The urban farm -- a novel, even whimsical, idea a few years ago in Pittsburgh -- is now a movement so fully fledged that a neighborhood without one seems almost an anomaly.
The movement has gone beyond mere small backyard gardens:
Grow Pittsburgh's sites include the Larimer Farm and Gardens, a quarter acre at Larimer Avenue and Mayflower Street; Lawrenceville Gardens at Allegheny Cemetery, about 150 square feet; and a garden the size of four city lots on Lincoln Avenue in Lemington called Higher Ground Community Garden.
The above list is in addition to a 3/4 acre lot in Braddock and others throughout Pittsburgh. What makes this trend significant is the nationwide nature of the movement and the near-utopian vision of its proponents (as I noted in March):
Near downtown, fruit trees and vegetable farms would replace neighborhoods that are an eerie landscape of empty buildings and vacant lots. Suburban commuters heading into the city center might pass through what looks like the countryside to get there. Surviving neighborhoods in the birthplace of the auto industry would become pockets in expanses of green.(citing the Washington Times discussing Detroit)

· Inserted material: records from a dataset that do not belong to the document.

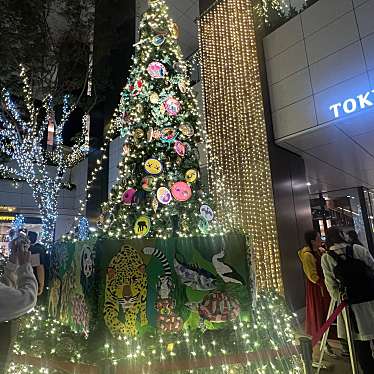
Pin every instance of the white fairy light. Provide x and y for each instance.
(22, 141)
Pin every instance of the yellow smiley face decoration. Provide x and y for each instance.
(142, 226)
(153, 166)
(191, 175)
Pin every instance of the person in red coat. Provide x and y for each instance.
(317, 296)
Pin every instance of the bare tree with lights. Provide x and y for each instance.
(43, 166)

The Post-Gazette article cites examples in other major cities.
The urban farming movement is rapidly taking shape as the motivator behind the urban relocation/consolidation movement nationwide. If urban farming takes root in conjunction with municipal efforts to destroy rundown neighborhoods and relocate (and consolidate) residents, the movement will be one of many factors at the center of legal battles over eminent domain, title and environmental issues. Food crops will not be the only things growing out of the ground in urban areas.